Chapter 22
IN THIS CHAPTER
Performing text searches easily
Detecting differences in individual words
Considering the feasibility of hypercomputers
Employing one-way functions, and more …
Algorithms have indeed been around for centuries, so you’d think that scientists would have discovered and solved every algorithm by now. Unfortunately, the opposite is true. Solving a particular algorithm often presents a few more questions that the algorithm doesn’t solve and that didn’t seem apparent until someone did come up with the solution. In addition, changes in technologies and lifestyle often present new challenges that call for yet more algorithms. For example, the connected nature of society and the use of robots have both increased the need for new algorithms.
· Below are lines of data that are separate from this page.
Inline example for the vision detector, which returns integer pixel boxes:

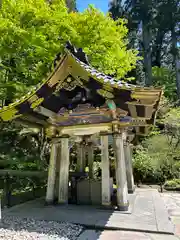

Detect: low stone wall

[1,187,46,208]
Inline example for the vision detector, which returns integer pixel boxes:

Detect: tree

[0,0,137,105]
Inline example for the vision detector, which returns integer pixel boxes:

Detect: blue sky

[77,0,109,12]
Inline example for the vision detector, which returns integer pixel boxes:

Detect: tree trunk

[152,29,164,67]
[171,26,180,100]
[142,20,152,86]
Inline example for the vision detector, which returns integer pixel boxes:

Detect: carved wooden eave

[0,43,162,133]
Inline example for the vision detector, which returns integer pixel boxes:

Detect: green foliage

[133,148,154,183]
[152,67,177,101]
[133,134,180,183]
[0,0,137,101]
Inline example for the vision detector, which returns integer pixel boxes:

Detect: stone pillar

[88,143,94,179]
[113,133,129,211]
[46,138,59,204]
[124,141,135,193]
[58,136,69,204]
[76,143,86,172]
[101,134,111,207]
[55,144,61,200]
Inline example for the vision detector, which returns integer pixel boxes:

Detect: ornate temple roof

[0,43,162,135]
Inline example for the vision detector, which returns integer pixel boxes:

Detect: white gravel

[0,216,83,240]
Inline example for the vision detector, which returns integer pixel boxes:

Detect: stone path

[161,193,180,238]
[78,230,178,240]
[3,189,174,233]
[78,193,180,240]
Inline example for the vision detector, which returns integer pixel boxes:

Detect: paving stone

[3,189,173,232]
[77,230,178,240]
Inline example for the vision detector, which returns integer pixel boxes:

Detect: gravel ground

[0,217,83,240]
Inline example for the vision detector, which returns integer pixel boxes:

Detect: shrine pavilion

[0,42,162,211]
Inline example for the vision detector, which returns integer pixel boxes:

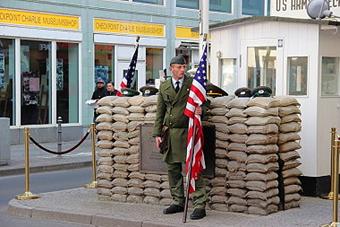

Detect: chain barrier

[29,129,90,155]
[15,123,97,200]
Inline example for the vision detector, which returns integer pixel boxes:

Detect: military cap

[96,77,105,84]
[235,87,251,97]
[251,86,273,97]
[139,85,158,96]
[122,88,139,97]
[170,54,186,65]
[207,83,228,98]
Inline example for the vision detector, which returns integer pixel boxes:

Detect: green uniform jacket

[153,76,192,163]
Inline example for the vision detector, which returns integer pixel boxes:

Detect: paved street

[0,139,91,176]
[0,168,91,227]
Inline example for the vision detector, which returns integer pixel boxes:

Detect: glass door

[20,40,52,125]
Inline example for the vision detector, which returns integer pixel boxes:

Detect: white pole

[199,0,209,71]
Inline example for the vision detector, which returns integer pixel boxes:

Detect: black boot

[190,208,206,220]
[163,204,184,214]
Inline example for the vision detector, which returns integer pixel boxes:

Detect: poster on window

[0,49,5,89]
[21,72,40,106]
[95,65,109,82]
[57,58,64,91]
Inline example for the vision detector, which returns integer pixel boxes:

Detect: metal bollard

[331,140,340,226]
[85,123,97,188]
[322,140,340,227]
[321,128,336,200]
[15,128,40,200]
[57,116,63,155]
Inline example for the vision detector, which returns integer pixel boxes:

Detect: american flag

[117,43,139,96]
[184,45,207,193]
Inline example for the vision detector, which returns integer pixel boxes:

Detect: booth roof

[192,16,340,31]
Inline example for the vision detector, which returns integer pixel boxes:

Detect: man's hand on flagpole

[195,106,202,115]
[156,136,162,149]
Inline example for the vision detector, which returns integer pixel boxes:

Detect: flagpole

[182,119,196,223]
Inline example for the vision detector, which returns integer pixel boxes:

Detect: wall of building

[315,27,340,175]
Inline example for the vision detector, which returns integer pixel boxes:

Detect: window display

[20,40,52,125]
[0,39,15,125]
[56,43,79,123]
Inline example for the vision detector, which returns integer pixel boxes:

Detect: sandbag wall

[96,96,301,215]
[96,96,171,205]
[209,97,301,215]
[277,97,302,209]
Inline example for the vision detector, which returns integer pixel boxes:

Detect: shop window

[94,44,114,82]
[176,0,199,9]
[0,39,15,125]
[209,0,231,13]
[321,57,340,96]
[247,47,277,95]
[133,0,163,5]
[220,58,237,94]
[56,43,79,123]
[287,57,308,95]
[242,0,265,16]
[20,40,51,125]
[145,48,163,85]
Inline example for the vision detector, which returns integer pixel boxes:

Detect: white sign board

[270,0,340,19]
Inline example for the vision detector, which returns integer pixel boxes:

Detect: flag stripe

[117,44,139,93]
[184,45,207,193]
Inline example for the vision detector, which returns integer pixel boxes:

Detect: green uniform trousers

[167,162,207,209]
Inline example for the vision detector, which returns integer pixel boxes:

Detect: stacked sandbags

[112,97,133,202]
[142,95,157,124]
[96,96,116,200]
[276,96,301,209]
[207,96,233,211]
[226,98,249,213]
[244,97,281,215]
[159,175,172,206]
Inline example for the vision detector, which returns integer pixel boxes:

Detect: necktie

[175,81,179,93]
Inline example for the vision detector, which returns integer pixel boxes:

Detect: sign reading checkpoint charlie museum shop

[270,0,340,19]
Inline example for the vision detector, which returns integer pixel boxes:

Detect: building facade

[0,0,270,133]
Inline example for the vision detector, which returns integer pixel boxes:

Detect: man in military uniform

[153,56,207,220]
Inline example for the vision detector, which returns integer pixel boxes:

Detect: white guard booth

[210,17,340,195]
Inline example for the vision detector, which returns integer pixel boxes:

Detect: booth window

[287,57,308,95]
[176,0,199,9]
[220,58,237,94]
[209,0,231,13]
[20,40,52,125]
[56,43,79,123]
[242,0,265,16]
[145,48,163,85]
[94,44,117,83]
[247,46,277,95]
[0,39,15,125]
[321,57,340,96]
[133,0,163,5]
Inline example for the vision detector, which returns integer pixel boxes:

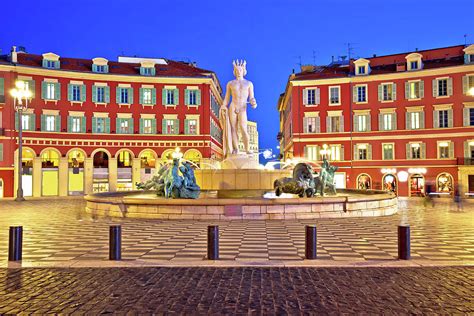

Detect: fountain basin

[85,189,398,220]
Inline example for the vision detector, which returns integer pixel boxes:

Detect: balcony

[457,157,474,166]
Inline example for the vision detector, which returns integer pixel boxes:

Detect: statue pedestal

[221,153,260,169]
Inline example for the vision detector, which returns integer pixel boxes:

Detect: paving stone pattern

[0,198,474,263]
[0,267,474,315]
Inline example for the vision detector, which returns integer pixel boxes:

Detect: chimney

[11,46,18,64]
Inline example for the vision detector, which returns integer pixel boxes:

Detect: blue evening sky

[0,0,474,156]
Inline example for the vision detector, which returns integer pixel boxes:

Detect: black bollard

[305,225,317,259]
[8,226,23,261]
[398,225,410,260]
[207,225,219,260]
[109,225,122,260]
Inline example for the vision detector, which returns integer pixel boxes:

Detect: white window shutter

[433,79,438,97]
[448,78,453,96]
[303,89,309,105]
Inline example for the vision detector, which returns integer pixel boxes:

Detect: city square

[0,0,474,315]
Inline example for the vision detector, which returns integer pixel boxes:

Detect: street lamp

[319,144,330,160]
[10,80,31,202]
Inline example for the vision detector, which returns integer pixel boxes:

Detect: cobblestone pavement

[0,198,474,266]
[0,267,474,315]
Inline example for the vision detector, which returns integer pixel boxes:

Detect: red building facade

[278,45,474,196]
[0,48,222,197]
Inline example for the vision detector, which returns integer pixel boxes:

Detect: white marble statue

[219,60,257,157]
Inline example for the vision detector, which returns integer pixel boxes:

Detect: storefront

[92,151,109,193]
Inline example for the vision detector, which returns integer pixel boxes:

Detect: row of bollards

[4,225,410,261]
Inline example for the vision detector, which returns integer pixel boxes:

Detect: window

[117,87,133,104]
[405,81,424,100]
[45,115,56,132]
[304,145,319,160]
[462,75,474,96]
[142,89,151,104]
[354,144,371,160]
[354,114,370,132]
[329,87,341,104]
[70,85,81,101]
[187,119,197,135]
[407,112,423,129]
[71,117,82,133]
[163,120,177,134]
[165,90,176,105]
[326,116,344,133]
[436,79,448,97]
[142,119,153,134]
[435,110,449,128]
[356,86,367,102]
[94,117,106,133]
[382,84,394,101]
[382,144,394,160]
[329,145,343,161]
[410,144,421,159]
[303,117,319,133]
[21,114,30,131]
[118,118,133,134]
[438,142,451,159]
[379,113,396,131]
[188,90,197,105]
[303,88,319,105]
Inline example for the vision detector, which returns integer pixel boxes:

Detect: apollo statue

[219,60,257,157]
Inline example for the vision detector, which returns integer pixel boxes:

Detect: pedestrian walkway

[0,198,474,266]
[0,267,474,315]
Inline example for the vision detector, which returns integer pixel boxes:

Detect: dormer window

[354,58,370,76]
[140,60,155,76]
[92,57,109,74]
[463,44,474,64]
[43,53,60,69]
[405,53,423,71]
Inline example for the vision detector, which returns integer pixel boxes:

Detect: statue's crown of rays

[232,59,247,69]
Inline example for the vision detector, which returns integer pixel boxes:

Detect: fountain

[85,61,397,220]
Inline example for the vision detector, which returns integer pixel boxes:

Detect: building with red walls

[278,45,474,196]
[0,47,222,197]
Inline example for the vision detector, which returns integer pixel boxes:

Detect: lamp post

[10,80,31,202]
As presented in Chapter 1, algorithms are a series of steps used to solve a problem, and you shouldn’t confuse them with other entities, such as equations. An algorithm is never a solution in search of a problem. No one would create a series of steps to solve a problem that doesn’t yet exist (or may never exist). In addition, many problems are interesting but have no pressing need for a solution. Consequently, even though everyone knows about the problem and understands that someone might want a solution for it, no one is in a hurry to create the solution.
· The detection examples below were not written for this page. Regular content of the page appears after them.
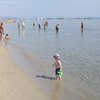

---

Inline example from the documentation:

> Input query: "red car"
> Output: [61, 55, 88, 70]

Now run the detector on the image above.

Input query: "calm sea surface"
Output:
[5, 19, 100, 100]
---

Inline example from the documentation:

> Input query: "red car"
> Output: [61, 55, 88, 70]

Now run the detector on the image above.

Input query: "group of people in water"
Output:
[33, 20, 59, 32]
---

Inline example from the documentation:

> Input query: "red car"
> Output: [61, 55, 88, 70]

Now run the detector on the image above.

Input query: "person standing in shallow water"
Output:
[81, 22, 84, 29]
[52, 54, 62, 79]
[55, 24, 59, 32]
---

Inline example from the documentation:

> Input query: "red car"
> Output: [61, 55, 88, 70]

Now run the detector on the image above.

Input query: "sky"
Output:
[0, 0, 100, 18]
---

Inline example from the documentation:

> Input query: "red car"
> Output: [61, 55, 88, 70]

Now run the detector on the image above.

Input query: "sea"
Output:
[4, 18, 100, 100]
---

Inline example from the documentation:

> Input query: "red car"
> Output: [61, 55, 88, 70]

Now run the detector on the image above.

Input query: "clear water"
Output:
[5, 19, 100, 100]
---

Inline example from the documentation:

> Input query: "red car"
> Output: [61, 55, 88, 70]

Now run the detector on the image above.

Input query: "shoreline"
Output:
[0, 44, 48, 100]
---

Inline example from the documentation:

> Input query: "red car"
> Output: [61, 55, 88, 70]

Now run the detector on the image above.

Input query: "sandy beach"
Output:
[0, 45, 48, 100]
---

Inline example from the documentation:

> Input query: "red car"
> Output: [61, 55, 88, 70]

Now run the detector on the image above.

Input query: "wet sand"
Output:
[0, 44, 48, 100]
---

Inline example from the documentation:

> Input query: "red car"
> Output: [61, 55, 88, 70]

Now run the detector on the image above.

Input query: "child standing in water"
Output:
[53, 54, 62, 79]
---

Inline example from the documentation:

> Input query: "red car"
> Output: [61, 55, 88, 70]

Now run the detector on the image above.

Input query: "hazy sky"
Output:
[0, 0, 100, 18]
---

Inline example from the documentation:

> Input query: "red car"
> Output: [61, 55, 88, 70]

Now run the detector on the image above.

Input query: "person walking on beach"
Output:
[0, 23, 4, 40]
[38, 24, 41, 30]
[55, 24, 59, 32]
[52, 54, 62, 79]
[81, 22, 84, 29]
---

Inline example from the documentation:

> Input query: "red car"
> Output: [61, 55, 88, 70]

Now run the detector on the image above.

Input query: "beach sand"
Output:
[0, 45, 48, 100]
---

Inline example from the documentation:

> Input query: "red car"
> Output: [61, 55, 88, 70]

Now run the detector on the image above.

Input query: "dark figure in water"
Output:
[55, 24, 59, 32]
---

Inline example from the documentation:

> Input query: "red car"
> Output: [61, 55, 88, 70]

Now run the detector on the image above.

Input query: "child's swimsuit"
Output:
[55, 68, 60, 75]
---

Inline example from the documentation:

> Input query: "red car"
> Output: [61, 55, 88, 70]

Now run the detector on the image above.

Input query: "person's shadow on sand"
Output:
[36, 75, 56, 80]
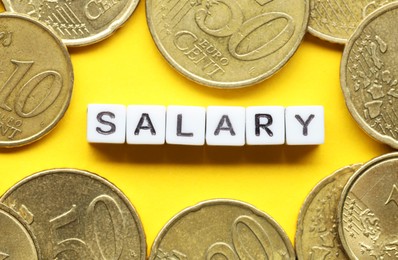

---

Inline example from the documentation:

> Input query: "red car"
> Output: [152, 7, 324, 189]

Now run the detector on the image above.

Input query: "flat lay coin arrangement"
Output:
[0, 0, 398, 260]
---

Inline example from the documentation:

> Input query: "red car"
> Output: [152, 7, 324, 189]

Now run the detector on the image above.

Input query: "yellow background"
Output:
[0, 1, 392, 256]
This chapter is about algorithmic problems that would serve a purpose should someone find a solution for them. In short, the reason you need to care about this chapter is that you might find a problem that you’d really like to solve and might even decide to become part of the team that solves it.
Many text searches involve the use of regular expressions — a sort of shorthand that tells the computer what to find. The grammar used for the regular expression depends on the language or application, but you find regular expressions used in a number of places, including word processors, email applications, search dialogs, and in all sorts of other places where you need to provide precise search terms for a range of text items. You can read more about regular expressions at http://www.regular-expressions.info/
.
When working with characters, a computer sees numbers, not letters. The numbers are actually just a series of 0s and 1s to the computer and don’t actually have any meaning. Combining characters into strings just makes the series of 0s and 1s longer. Consequently, comparing two strings, something that a human can do at a glance, can take time within a computer, and confusion is likely between conjugates. For example, unless you’re careful in constructing the algorithm, a computer could confuse enlist and listen. More important, the computer would require time to discern the difference between the two. The separating words problem seeks to find the smallest (and fastest) possible algorithm (a deterministic finite automaton, DFN, in this case) to perform word separation. The goal is to accept one word and reject another, given two words of a particular length.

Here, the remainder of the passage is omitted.